Rauchwolke über Köln Großbrand in Mülllager

Die Halle drohte einzustürzen, die Löschmittel wurden knapp: Ein Großbrand in einer Müllsortieranlage in Köln hat Feuerwehr und Polizei die ganze Nacht in Atem gehalten. Eine Rauchwolke zog in südöstlicher Richtung über die Stadt.

Rauchwolke über Kölner Mülllager: Die Löscharbeiten gestalteten sich schwierig
Feuerwehr Köln/dapd

Rauchwolke über Kölner Mülllager: Die Löscharbeiten gestalteten sich schwierig


Köln - Am Mittwochabend war in einem Mülllager in Köln-Niehl ein Feuer ausgebrochen und hatte sich innerhalb kürzester Zeit in der Lagerhalle ausgebreitet. Die ganze Nacht über kämpften Einsatzkräfte verschiedener Feuerwehren gegen die Flammen. Inzwischen ist der Brand unter Kontrolle. Mit Radladern werde der brennende Müll aus der Sortieranlage gebracht und abgelöscht, sagte ein Sprecher am Morgen.

Die Arbeiten hatten sich laut Feuerwehr zunächst schwierig gestaltet, da die Halle einsturzgefährdet war und nicht betreten werden konnte. Ein Spezialbagger riss in der Nacht die Wände und das Dach der Halle ein, damit die Einsatzkräfte von außen das Feuer löschen können. In der Halle waren etwa tausend Tonnen Müll gelagert. Ein Übergreifen der Flammen auf die andere Gebäudehälfte konnte verhindert werden.

Bei dem Brand entstand laut Polizei ein Schaden in Millionenhöhe. Verletzt wurde bisher niemand.

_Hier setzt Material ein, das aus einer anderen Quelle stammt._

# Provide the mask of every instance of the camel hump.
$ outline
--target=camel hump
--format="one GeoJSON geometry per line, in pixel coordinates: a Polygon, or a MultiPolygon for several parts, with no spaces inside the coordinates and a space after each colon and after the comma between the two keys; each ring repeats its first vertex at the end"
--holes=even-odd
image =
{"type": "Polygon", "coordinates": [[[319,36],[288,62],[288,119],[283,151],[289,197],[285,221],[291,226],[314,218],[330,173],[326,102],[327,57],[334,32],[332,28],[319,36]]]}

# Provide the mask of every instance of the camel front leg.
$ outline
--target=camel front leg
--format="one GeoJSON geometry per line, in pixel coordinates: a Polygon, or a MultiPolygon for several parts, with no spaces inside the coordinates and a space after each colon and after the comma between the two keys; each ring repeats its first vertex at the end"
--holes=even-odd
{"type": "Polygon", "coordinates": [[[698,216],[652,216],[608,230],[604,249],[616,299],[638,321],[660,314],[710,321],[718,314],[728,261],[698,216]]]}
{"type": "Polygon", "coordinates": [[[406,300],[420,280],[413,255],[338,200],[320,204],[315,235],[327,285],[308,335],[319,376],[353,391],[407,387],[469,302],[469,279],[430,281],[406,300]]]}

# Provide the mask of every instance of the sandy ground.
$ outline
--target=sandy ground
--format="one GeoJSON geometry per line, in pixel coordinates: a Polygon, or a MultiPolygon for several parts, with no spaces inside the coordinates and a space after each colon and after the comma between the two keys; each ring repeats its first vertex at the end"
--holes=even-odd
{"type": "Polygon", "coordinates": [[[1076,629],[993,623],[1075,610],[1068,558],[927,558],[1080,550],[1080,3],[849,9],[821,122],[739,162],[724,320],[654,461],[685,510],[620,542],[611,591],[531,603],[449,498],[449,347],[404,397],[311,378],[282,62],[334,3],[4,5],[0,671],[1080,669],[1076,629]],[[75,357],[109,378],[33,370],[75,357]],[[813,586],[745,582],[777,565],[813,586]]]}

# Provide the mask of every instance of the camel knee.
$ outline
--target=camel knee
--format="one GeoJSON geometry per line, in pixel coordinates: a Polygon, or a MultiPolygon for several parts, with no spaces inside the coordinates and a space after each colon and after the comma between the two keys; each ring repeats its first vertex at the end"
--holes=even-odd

Die Arbeiter der Entsorgungsfirma konnten sich rechtzeitig in Sicherheit bringen.

Den Einsatzkräften zufolge zog eine Rauchwolke in südöstlicher Richtung über die Stadt. Acht Messfahrzeuge sind demnach im Einsatz, um die Schadstoffkonzentrationen im Stadtgebiet zu messen. Bislang seien noch keine gesundheitsschädlichen Belastungen festgestellt worden, hieß es. Wegen der Geruchsbelästigung rät die Feuerwehr der Bevölkerung aber weiterhin, Fenster und Türen geschlossen zu halten und Lüftungen auszuschalten - insbesondere in den Stadtbezirken Nippes, Kalk und Mülheim.

11.000 Liter Wasser pro Minute

Das Feuer war vermutlich an einem Müllschredder ausgebrochen. Die Ursache steht noch nicht fest. Die Brandermittler hätten wegen des Feuers die Halle noch nicht betreten können, sagte ein Polizeisprecher.

Nach Angaben eines Sprechers der Abfallentsorgungs- und Verwertungsgesellschaft löste vermutlich eine brennbare Flüssigkeit, die illegal als Gewerbemüll angeliefert worden sein könnte, den Brand aus. Während des Schredderns habe es plötzlich eine Verpuffung gegeben. Das Feuer habe sich daraufhin rasant ausgebreitet.

Etwa 220 Einsatzkräfte versuchten, den brennenden Sperr- und Gewerbemüll mit Wasser und Schaum zu löschen. Weil die Vorräte zur Neige gingen, mussten sie weiteren Löschschaum von Feuerwehren aus benachbarten Kreisen anfordern. Zeitweise wurden bis zu 11.000 Liter Wasser pro Minute eingesetzt. Eine Fachfirma wurde beauftragt, das kontaminierte Löschwasser zu entsorgen.